Originally posted by: n0cmonkey
That's quite a difference. I'm guessing it would have to do with volume and diversification of revenue.
Having used RH for a couple of years in a production environment, I don't think we've had to use our support contract at all.![]()
Being in Microsoft enterprise support my view is a bit biased of course but I think MS support is one of the best reasons for being an enterprise customer. You call in with a server down, hemoraging cash, and stumped and the dudes here will hook you up. We pull out all the stops to get things fixed.
The critsit process available to our premier customer is insane. There are automatic escalation triggers that get your case one hop from the dev team in under 4 hrs. RREs (rapid response engineers) sit around with a packed bag waiting to catch a flight if it doesn't look like we'll fix things in the first couple hours on the phone.
The reason we CAN pull out all the stops and help the customer with no real regard to cost is because we charge the product team for every case. It leaves us free to help the customer no questions asked and forces the product team to pay the price if they write buggy code (cases become free if it's determined to be a problem of ours). Redhat (and the like)... pfft. That's a profit center you're talking to when you call them. I'm sure they have great techs and all but if they aren't careful of how much support they give, they'll go out of business. Side effect of trying to make money off something that's free.
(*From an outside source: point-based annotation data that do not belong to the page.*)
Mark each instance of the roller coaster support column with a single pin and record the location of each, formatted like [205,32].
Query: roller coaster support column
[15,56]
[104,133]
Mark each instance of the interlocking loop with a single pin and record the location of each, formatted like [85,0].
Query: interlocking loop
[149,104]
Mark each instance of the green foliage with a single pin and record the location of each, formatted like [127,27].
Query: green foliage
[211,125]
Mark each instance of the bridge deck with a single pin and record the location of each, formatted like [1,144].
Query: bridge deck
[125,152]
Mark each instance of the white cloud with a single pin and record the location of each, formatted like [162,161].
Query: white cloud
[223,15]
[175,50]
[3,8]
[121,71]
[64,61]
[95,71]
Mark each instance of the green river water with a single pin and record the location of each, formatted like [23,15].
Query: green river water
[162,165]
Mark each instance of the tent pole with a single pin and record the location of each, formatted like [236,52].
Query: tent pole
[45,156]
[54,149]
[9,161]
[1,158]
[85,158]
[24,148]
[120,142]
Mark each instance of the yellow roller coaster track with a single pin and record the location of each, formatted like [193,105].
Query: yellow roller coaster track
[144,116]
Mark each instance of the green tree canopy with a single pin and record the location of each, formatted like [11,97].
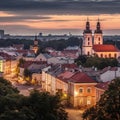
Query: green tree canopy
[95,61]
[108,107]
[36,106]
How they manage to charge more for tech support than we do for the product is beyond me. Poor business model or something. I'm not a bean counter so I don't know.
sourceninja: yeah heard good things about Sun tech support. Good stuff I hear. IBM is the same way...great tech support, but with them oh boy are you gonna pay for it. Some of the big OEMs have good tech support too (enterprise side at least). Compaq comes to mind.